M. Legault : Bien, on n'est pas rendus là, là, mais effectivement, il faut regarder qu'est-ce qu'on fait pour s'assurer qu'il n'y ait pas d'augmentation de la consommation, pour s'assurer que, si jamais on n'a pas le choix, effectivement, on soit capables de donner les services en santé, en sécurité, dans tous les domaines. Mais je vous le dis, là, il faut tout faire pour ne pas qu'il y ait d'augmentation de la consommation.

La Modératrice : Oui, Martin Croteau, LaPresse.

M. Croteau (Martin) : Bonjour, M. Legault. Je prends la balle au bond si vous permettez. Quelles mesures concrètes attendez-vous du gouvernement Couillard en prévision de la légalisation de la marijuana?

M. Legault : Bien, écoutez, il est trop tôt pour entrer dans le détail, là. Je veux voir le projet de loi, je veux voir ce que Philippe Couillard puis le gouvernement vont proposer, mais il ne faut exclure aucune mesure pour s'assurer qu'on limite la consommation.

M. Croteau (Martin) : Je vous pose la question un peu directement. Est-ce que vous êtes pour ou contre la légalisation?

M. Legault : Écoutez, il est trop tôt, là, pour dire, là. Il y a la légalisation, il y a aussi la décriminalisation. Donc, je veux voir ce qui est proposé avant de donner plus de commentaires. Mais ce que je vous dis, c'est qu'a priori j'ai beaucoup d'inquiétudes.

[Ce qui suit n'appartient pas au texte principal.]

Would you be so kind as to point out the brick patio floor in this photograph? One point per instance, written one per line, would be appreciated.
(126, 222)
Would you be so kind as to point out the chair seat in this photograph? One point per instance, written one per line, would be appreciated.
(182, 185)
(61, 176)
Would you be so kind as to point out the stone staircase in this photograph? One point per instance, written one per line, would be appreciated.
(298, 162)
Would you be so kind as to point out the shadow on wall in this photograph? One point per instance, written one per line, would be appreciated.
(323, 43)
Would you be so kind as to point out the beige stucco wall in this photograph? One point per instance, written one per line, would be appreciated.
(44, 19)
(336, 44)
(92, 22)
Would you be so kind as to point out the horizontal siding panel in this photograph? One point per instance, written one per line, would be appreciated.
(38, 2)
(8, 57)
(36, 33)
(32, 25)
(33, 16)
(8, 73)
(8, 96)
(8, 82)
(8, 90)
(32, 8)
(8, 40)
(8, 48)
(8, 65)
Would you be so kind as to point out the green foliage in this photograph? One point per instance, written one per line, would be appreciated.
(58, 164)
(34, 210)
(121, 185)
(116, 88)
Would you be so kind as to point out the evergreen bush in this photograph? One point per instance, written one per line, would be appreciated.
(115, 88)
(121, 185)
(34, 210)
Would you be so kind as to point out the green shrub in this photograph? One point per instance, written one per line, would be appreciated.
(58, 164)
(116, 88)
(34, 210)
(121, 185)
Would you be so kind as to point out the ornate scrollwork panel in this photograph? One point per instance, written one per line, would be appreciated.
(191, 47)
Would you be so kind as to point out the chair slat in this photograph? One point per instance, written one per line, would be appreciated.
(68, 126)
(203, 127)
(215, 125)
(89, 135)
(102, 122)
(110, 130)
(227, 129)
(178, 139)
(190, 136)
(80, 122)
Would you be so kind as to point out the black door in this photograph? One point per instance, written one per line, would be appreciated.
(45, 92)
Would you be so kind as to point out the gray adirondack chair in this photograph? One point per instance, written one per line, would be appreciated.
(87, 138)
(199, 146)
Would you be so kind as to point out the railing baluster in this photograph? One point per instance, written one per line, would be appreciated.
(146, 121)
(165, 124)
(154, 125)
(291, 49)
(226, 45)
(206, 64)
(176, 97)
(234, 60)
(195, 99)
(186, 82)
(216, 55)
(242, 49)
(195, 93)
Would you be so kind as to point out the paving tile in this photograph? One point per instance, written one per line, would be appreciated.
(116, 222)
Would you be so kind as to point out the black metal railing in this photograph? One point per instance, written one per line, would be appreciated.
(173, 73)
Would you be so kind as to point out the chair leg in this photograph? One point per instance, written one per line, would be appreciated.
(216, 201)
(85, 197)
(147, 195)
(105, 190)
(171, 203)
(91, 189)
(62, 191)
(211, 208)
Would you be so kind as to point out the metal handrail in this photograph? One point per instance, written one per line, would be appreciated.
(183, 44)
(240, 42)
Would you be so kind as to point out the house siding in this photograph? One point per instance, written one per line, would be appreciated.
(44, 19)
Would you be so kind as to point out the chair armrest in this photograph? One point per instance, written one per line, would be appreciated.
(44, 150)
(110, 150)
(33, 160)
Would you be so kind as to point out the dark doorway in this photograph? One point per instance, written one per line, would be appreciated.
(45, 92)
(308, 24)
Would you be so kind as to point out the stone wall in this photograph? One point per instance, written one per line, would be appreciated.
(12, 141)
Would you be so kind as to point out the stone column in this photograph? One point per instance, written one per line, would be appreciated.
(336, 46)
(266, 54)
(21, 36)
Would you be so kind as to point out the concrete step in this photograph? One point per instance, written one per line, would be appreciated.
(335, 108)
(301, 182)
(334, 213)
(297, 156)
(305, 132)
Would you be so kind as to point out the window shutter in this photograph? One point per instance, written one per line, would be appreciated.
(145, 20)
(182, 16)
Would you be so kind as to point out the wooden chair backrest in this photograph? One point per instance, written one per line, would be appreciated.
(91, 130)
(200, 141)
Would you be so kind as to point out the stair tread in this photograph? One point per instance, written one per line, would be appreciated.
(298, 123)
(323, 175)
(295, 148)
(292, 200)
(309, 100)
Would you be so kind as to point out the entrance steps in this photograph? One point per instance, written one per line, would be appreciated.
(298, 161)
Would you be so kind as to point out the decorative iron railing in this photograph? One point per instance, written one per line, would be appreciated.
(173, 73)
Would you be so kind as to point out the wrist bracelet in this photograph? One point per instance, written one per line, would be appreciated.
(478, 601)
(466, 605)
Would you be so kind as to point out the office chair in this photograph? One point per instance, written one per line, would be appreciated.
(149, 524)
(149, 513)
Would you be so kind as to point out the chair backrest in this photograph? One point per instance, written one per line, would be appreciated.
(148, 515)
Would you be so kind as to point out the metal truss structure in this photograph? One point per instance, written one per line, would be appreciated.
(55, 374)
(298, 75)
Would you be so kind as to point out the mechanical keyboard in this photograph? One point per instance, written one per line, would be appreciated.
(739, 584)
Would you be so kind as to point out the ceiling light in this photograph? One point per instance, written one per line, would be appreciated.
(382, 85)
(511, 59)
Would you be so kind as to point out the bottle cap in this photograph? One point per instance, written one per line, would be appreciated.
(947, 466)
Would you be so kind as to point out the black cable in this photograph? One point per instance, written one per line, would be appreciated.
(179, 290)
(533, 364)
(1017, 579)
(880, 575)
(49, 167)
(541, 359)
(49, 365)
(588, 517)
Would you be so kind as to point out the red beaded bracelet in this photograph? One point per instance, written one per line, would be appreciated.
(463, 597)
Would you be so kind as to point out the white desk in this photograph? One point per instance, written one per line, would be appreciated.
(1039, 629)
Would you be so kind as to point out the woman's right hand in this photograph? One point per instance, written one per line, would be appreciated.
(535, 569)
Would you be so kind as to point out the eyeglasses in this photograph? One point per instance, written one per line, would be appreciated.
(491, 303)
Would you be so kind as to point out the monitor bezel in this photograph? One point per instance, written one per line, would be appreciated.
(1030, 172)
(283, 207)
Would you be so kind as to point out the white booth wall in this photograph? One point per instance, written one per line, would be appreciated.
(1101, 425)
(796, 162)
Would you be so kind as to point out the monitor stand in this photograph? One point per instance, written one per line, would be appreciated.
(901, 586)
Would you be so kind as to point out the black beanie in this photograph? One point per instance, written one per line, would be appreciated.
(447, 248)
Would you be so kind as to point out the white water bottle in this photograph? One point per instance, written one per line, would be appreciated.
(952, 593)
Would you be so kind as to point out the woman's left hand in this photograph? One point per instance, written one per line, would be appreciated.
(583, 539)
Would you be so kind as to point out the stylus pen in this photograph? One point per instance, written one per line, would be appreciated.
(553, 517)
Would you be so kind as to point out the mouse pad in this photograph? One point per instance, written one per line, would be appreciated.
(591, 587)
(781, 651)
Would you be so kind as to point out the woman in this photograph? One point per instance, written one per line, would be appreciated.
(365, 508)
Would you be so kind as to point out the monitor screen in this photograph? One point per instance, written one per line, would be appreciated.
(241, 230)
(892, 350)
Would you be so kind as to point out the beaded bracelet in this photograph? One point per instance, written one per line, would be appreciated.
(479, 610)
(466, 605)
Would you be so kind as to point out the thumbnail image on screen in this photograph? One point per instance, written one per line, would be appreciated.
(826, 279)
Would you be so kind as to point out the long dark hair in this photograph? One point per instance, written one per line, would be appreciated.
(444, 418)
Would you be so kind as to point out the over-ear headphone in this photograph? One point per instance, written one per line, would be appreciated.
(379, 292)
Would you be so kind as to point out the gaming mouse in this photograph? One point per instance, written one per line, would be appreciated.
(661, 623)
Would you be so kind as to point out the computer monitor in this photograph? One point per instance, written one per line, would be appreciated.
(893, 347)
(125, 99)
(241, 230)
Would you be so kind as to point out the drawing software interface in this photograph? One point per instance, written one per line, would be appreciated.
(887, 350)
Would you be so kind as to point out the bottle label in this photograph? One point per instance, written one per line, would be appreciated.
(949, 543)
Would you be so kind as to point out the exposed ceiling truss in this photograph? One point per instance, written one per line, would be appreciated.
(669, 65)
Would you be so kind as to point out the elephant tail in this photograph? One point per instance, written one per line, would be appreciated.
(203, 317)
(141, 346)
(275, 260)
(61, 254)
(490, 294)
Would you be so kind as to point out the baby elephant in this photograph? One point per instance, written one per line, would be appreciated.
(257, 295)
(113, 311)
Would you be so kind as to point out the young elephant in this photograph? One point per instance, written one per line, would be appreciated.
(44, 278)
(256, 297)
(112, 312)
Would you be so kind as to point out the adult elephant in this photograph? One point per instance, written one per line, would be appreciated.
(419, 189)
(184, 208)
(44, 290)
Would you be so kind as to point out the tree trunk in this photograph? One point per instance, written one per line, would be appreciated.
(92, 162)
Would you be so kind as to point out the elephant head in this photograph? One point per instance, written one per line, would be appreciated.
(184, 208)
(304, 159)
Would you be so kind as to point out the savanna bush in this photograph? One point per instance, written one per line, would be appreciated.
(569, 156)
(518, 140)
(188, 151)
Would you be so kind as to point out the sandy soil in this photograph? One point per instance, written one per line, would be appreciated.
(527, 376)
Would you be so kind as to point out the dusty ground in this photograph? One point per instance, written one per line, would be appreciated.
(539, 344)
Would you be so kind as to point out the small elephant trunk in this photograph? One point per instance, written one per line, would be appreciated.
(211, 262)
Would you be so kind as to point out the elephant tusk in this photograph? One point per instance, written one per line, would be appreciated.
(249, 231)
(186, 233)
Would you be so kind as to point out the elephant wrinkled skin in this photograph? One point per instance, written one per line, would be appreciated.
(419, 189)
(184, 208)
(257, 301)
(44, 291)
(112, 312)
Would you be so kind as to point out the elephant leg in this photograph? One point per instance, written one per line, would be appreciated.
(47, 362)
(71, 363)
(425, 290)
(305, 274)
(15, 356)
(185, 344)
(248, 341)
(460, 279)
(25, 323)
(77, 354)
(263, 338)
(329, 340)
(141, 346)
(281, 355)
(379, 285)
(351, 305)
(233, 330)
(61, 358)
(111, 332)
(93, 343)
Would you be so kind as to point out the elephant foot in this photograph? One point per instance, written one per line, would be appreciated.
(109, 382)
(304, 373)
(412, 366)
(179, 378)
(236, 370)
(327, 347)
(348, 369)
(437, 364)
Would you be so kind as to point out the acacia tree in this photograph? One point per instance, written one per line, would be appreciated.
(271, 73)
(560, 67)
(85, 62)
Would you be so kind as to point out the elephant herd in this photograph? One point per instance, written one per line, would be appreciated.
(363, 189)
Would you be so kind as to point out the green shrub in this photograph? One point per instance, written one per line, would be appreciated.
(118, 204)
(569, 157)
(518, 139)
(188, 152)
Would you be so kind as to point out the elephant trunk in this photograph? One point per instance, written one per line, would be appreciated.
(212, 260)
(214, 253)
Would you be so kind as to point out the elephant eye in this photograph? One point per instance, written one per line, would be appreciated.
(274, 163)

La Modératrice : Merci. Alain Laforest, TVA.

M. Laforest (Alain) : Une commission parlementaire comme le propose… Est-ce que ça prend ça? Le premier ministre, ce matin, on ne savait pas trop, le ministre de la Santé, on ne savait pas trop, ils semblent dire oui. Mais, pour vous, est-ce que c'est un incontournable?

M. Legault : Bien oui. Il faut au moins avoir une commission parlementaire. Il faut écouter tous les groupes. Il faut écouter tous les experts. Il faut avoir l'occasion de poser toutes les questions, incluant l'opposition. Donc, oui, c'est le minimum du minimum d'avoir une commission parlementaire.

M. Laforest (Alain) : Il semble y avoir beaucoup de résistance à l'intérieur de votre caucus. Il y a plusieurs députés qui sont contre le fait qu'on légalise la marijuana. Évidemment, ça sera un fait le 1er juillet 2018, juste avant la campagne électorale provinciale, là. Est-ce qu'il y a un moyen pour le Québec de faire bande à part et de dire non alors que le gouvernement fédéral dit oui?

M. Legault : Bien, écoutez, j'entendais le premier ministre en Chambre ce matin dire que lui, il trouvait que le 1er juillet 2018, c'était trop rapide. Je pense... encore là, attendons de voir le projet de loi avant d'aller plus dans le détail.

La Modératrice : On va passer aux questions en anglais. Maya Johnson, CTV.

Mme Johnson (Maya) : Bonjour, Mr. Legault. You've expressed many concerns about the legalization of marijuana and the impact on young people. Your fear is that «la consommation»… people would be smoking more?

M. Legault : Right. I worry a lot about legalization of marijuana. I think that, already, we have many problems in our schools with young people smoking pot or whatever. And I think we have to make sure that we put in place enough measures in order not to have more consumption. I was a bit sad to hear Mr. Couillard, this morning or yesterday, saying that he expects an increase in consumption. We have to do everything to make sure that we don't increase the consumption. We already have enough problems with young people.

Mme Johnson (Maya) : And what is the best ways to deal with this, from the Québec perspective, to develop a framework for regulating it? Is it a parliamentary commission?

M. Legault : Yes, I think we need a commission, we need to listen to all experts, to all proposals, take time. For me, it's pretty fast to talk about July 1st, 2018. But we'll see the bill when it will be tabled. So, I haven't read it yet. Merci.